Power aggregation has led to energy savings for participating communities, but the long-term prospects are unclear. (Photo courtesy flickr)
By Eric Stock
BLOOMINGTON - An energy consultant that's leading the push for municipalities to join in power aggregation is taking some of the blame for why the measure failed in Bloomington and Normal in the spring.
Phillip Carr with Good Energy said 51 city and county governments in central and southern Illinois which opted to join the power buy-in in March will save an estimated $80 million over the next two years.
"As the consultant, we clearly didn't get enough education out there, because there was a lot of feedback saying that 'Oh, if I had known what this was about I would have voted for it" Carr said.
Normal has placed the issue back on the Nov. 6 ballot, while voters in Heyworth and Randolph Township will consider the measure for the first time.
Carr says some voters seemed skeptical of what they perceived as more government involvement in electricity, but he said having energy companies compete for business is free enterprise.

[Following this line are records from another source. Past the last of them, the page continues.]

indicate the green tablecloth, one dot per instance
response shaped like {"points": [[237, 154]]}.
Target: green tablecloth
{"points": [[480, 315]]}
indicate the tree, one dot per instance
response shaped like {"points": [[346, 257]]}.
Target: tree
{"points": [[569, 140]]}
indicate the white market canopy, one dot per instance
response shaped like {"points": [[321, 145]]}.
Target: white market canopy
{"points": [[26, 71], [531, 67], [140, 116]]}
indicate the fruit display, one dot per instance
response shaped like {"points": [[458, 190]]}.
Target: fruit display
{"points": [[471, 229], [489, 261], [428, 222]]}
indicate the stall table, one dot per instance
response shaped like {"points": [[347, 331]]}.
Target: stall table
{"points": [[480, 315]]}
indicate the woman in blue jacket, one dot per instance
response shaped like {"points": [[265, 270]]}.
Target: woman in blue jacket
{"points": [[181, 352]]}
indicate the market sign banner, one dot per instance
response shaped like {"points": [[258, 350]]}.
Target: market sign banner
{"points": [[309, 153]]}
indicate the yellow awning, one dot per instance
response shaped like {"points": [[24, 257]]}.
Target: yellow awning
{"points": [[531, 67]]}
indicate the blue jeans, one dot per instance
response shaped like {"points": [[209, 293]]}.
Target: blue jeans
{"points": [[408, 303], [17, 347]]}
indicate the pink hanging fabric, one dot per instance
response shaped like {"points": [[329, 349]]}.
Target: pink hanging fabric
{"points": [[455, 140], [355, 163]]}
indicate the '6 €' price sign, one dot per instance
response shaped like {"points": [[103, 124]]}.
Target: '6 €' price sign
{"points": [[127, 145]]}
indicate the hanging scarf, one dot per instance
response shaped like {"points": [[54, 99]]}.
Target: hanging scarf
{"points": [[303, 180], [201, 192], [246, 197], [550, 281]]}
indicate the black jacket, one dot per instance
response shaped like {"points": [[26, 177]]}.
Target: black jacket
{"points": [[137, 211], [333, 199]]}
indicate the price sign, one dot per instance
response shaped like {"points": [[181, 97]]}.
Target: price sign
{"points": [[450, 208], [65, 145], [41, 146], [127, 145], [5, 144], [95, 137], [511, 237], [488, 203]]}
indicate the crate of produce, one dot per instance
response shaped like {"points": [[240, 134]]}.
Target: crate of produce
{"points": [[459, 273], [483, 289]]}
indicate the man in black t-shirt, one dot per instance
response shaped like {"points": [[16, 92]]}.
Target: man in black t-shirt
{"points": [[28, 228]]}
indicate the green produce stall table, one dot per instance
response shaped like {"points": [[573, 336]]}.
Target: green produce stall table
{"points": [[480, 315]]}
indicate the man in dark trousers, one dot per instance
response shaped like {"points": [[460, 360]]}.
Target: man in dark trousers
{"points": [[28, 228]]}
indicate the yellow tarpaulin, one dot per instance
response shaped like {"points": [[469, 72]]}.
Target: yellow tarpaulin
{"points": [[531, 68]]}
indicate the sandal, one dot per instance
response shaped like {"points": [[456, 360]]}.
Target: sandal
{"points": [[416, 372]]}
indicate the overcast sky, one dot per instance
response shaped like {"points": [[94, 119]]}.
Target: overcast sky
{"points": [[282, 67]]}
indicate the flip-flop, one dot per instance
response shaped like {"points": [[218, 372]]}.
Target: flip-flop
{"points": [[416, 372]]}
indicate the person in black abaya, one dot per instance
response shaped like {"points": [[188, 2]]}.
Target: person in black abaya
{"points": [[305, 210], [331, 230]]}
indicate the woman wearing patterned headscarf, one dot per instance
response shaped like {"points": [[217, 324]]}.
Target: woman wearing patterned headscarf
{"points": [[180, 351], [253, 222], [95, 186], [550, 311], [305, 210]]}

"A single household can get the same buying power as the whole group. It really is like a Sam's Club for energy," Carr said.
Municipalities that join can lock in energy rates for anywhere from 12 to 36 months, Carr said. He added that if Ameren were to lower its rates, the energy suppliers have a clause in their contract in which they are guaranteed to match the rate.
Residents can opt out of the plan and stay with Ameren is they wish, but they have only 15 days to submit their request to the new supplier. Anyone wishing to opt out of the program later would have to pay a $25 termination fee.
Officials in Heyworth estimate the village has saved 30 percent on its energy costs for its facilities since it switched suppliers earlier this year.